Investors looking to start a fresh SIP in an international mutual fund have just one option left after three fund houses suspended new registrations in a total of 11 overseas schemes this week due to regulatory investment limits.
PGIM India Mutual Fund suspended fresh subscriptions in three international fund of funds from 9 July, while Franklin Templeton stopped fresh SIP registrations in two overseas schemes on the same day. Edelweiss Mutual Fund followed by halting fresh SIPs and STPs in six international funds from the close of business on 10 July.
As things stand, Baroda BNP Paribas Aqua Fund of Fund is the only international mutual fund that continues to accept fresh SIPs as well as lump sum investments, although it too remains subject to the same overseas investment limits applicable to all fund houses.
The restrictions are not linked to fund performance. Instead, they stem from the overseas investment limits prescribed by the Reserve Bank of India.
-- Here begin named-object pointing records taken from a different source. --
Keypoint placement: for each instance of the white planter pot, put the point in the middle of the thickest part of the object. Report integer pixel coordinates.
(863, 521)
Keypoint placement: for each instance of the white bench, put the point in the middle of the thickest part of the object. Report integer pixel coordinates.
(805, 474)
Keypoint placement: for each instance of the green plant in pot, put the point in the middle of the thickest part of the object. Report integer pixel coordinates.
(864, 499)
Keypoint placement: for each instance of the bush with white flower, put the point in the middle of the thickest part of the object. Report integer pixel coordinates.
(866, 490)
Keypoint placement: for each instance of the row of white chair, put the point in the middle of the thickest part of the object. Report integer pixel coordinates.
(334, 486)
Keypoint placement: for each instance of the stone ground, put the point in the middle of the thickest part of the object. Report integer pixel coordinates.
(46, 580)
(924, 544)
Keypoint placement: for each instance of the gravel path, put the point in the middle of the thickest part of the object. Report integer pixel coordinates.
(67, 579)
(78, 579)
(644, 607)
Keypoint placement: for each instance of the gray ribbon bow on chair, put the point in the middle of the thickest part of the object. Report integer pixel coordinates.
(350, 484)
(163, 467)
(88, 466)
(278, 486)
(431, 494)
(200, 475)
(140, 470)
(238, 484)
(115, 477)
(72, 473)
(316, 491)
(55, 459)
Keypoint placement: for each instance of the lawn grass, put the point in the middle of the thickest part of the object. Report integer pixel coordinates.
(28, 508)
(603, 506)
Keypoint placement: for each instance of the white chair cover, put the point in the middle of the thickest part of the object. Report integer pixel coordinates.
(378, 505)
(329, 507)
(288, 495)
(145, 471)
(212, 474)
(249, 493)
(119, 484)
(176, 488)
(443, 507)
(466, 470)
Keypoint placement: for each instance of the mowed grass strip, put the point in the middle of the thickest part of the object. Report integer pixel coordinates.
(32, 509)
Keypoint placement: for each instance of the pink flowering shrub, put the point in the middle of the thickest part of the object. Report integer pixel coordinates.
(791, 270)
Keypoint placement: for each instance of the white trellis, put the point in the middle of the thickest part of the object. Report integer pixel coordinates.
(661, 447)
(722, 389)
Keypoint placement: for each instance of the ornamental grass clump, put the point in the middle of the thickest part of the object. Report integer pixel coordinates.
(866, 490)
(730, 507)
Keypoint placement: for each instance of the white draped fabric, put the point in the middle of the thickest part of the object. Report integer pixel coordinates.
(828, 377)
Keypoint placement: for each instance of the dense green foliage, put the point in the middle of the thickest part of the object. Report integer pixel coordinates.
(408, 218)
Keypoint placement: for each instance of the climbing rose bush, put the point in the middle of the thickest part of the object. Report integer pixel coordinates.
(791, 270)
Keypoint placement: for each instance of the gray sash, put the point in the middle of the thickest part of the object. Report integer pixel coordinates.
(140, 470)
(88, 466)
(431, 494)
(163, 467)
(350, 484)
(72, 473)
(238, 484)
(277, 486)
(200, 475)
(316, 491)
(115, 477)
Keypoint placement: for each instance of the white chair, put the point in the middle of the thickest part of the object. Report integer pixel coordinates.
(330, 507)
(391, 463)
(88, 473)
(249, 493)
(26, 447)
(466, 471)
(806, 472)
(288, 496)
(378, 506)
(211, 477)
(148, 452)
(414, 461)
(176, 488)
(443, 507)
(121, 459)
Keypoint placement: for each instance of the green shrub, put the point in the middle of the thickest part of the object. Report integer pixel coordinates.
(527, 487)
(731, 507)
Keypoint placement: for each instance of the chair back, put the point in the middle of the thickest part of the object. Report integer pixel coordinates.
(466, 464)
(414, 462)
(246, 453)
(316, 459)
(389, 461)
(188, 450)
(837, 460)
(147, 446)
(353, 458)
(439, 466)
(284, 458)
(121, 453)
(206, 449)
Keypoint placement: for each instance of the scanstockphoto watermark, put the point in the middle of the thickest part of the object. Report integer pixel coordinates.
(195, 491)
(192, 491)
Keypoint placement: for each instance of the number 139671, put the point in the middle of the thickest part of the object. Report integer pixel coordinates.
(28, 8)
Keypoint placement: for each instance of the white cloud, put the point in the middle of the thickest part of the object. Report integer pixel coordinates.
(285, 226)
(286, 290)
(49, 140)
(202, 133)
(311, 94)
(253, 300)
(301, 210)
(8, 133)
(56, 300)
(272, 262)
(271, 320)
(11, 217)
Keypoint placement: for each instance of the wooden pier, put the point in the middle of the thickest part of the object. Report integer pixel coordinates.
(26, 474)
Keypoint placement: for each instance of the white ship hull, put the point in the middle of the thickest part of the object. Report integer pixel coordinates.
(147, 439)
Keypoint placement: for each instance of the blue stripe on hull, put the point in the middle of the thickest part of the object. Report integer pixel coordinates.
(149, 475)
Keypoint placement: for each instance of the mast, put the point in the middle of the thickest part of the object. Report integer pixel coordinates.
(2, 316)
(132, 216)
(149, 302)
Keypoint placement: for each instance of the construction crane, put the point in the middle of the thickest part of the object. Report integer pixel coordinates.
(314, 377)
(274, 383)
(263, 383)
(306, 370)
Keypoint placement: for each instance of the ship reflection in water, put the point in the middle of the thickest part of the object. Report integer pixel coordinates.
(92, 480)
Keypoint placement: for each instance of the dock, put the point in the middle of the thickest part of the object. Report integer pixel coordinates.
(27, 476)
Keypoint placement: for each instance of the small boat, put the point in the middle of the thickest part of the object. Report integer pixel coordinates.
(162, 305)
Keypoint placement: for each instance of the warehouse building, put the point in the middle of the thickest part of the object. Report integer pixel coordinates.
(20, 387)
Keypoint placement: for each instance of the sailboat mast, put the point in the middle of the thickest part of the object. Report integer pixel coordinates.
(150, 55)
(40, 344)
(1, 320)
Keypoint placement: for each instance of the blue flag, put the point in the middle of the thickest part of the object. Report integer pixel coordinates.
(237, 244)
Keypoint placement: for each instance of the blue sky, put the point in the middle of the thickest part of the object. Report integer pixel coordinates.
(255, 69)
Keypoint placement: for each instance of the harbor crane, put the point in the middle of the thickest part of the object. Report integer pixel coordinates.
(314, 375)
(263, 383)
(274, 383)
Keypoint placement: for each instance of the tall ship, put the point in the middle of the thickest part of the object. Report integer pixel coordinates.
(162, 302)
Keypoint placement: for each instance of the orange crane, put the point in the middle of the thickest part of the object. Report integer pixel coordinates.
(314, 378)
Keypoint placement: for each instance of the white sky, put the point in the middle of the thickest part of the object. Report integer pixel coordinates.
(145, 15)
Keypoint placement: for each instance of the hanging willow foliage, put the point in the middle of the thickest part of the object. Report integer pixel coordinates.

The mutual fund industry can collectively invest up to $7 billion in overseas securities, with a separate $1 billion limit for overseas exchange-traded funds (ETFs). In addition, each asset management company has an overseas investment ceiling of $1 billion. Since the industry-wide limit was exhausted in early 2022, fund houses have largely been allowed to invest only within the overseas headroom that remained available to them as of 1 February 2022.
As individual AMCs exhaust this remaining capacity, they suspend fresh inflows into their international schemes to avoid breaching the regulatory limits.
Edelweiss said the move was necessitated because its available overseas investment headroom was nearing the permitted threshold. PGIM and Franklin also cited the overseas investment cap while announcing the restrictions. Existing SIPs and STPs, however, will continue without any interruption.
The latest closures do not affect investors who already have SIPs running in these schemes. Their existing instalments will continue to be processed as before. The restriction applies only to new SIP registrations, fresh STPs and, in most cases, fresh lump sum investments.
For investors seeking international diversification, the shrinking list of available funds means choices have become increasingly limited unless regulators revise the overseas investment limits or fund houses regain investment headroom through redemptions or changes in overseas exposure. Until then, Baroda BNP Paribas Aqua Fund of Fund remains the only dedicated international mutual fund currently open to fresh SIP registrations.